Investimentos contra o descaso

A recomendação do SUS é a de que o atendimento em saúde dever ser organizado em redes. Na saúde mental, há a Rede de Atenção Psicossocial (Raps) para articular o cuidado desde a atenção básica, nos Centros de Atenção Psicossocial (Caps), até os hospitais. Caso necessite de tratamento, o usuário de drogas pode se dirigir espontaneamente até um Caps-AD.

Ainda, segundo Clarissa, “nesse serviço, é construído em conjunto com o paciente, as possibilidades de tratamento e atividades a serem realizadas, podendo, se necessário, ser internado em hospitais especializados ou nas CTs regularizadas pela Anvisa e FEBRACT, com acompanhamento do Caps-AD até o retorno do usuário à sociedade”.

A falta de investimentos torna os serviços públicos sobrecarregados e inviabiliza as redes de saúde, o que incentiva a criação de clínicas/comunidades. “Percebe-se, então, que esses locais vêm tampando um buraco existente na rede de assistência pública. Em Ribeirão Preto, por exemplo, existe apenas um Caps-AD”, afirma Mariane.

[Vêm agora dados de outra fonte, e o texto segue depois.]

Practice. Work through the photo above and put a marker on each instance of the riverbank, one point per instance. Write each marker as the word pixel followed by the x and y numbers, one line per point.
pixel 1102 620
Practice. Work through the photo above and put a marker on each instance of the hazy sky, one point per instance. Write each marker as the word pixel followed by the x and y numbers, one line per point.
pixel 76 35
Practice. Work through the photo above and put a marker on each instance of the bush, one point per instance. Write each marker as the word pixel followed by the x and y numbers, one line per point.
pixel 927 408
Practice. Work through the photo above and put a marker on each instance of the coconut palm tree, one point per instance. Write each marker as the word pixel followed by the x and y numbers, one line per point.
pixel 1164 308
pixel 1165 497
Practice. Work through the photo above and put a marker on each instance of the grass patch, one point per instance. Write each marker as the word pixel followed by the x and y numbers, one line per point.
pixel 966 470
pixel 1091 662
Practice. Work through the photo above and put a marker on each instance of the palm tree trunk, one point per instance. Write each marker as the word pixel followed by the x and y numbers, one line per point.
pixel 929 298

O fortalecimento das Raps, como trabalho intersetorial, é defendido pela professora, já que não se trata apenas de um problema de saúde, mas também de assistência social, de educação, de trabalho e de moradia.

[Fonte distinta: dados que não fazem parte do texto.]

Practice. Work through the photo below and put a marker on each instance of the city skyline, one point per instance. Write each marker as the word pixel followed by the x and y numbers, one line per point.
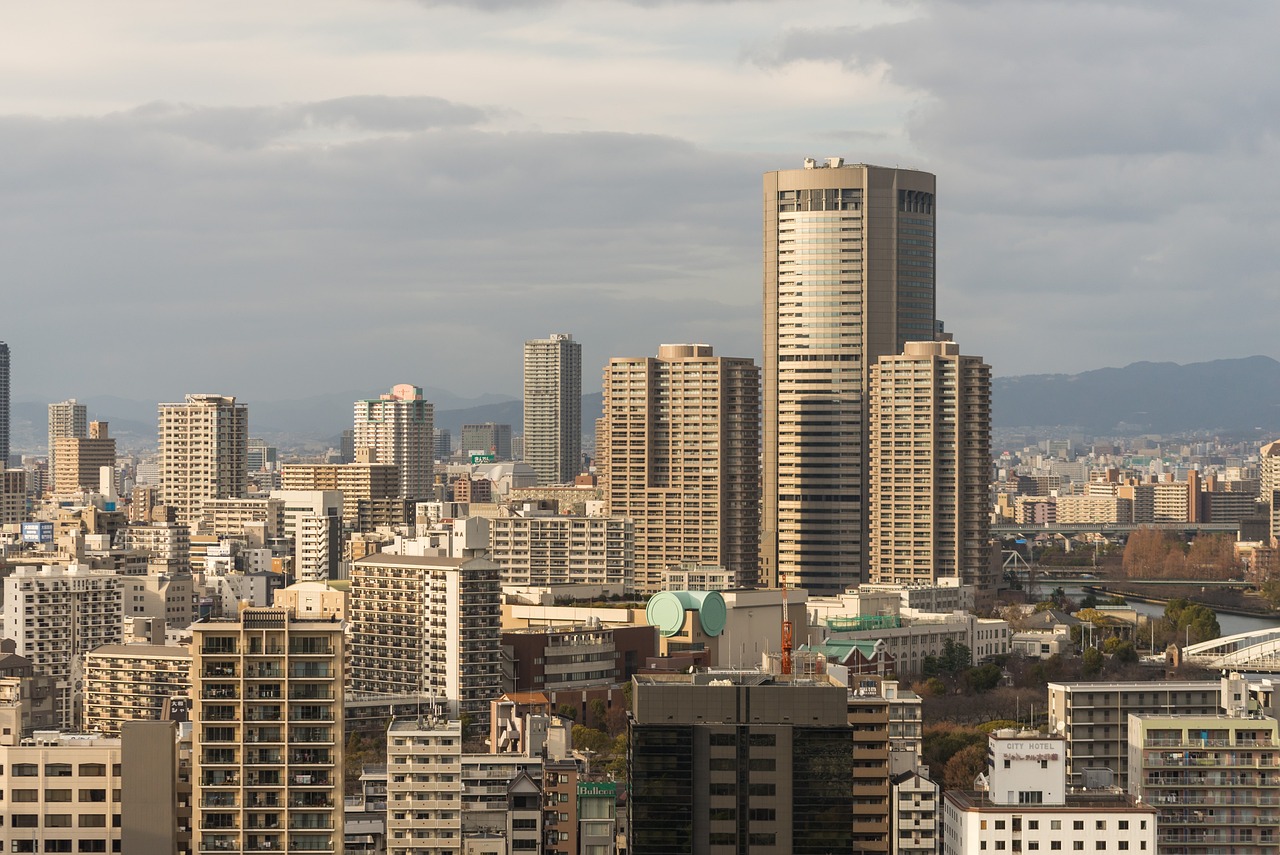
pixel 356 175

Ainda são poucos os estudos sobre as internações em clínicas/comunidades. Os já realizados apenas utilizam estes espaços como um local de coleta de dados. Não refletem sobre os métodos utilizados ou a inserção da comunidade como parte da rede de atenção de saúde. Com esse estudo, as pesquisadoras consideraram um “posicionamento ético” sobre a realidade de uma população “constantemente criminalizada pelos discursos dominantes e, também, de denúncia do descaso e desamparo vivido pelos entrevistados. Podemos repensar o espaço que as internações têm na saúde”.

A dissertação Sentidos Construídos sobre a Experiência de Internação em Comunidades Terapêuticas com Pessoas em Tratamento por Uso de Drogas foi defendida em junho deste ano, no Programa de Pós-Graduação em Psicologia da FFCLRP da USP.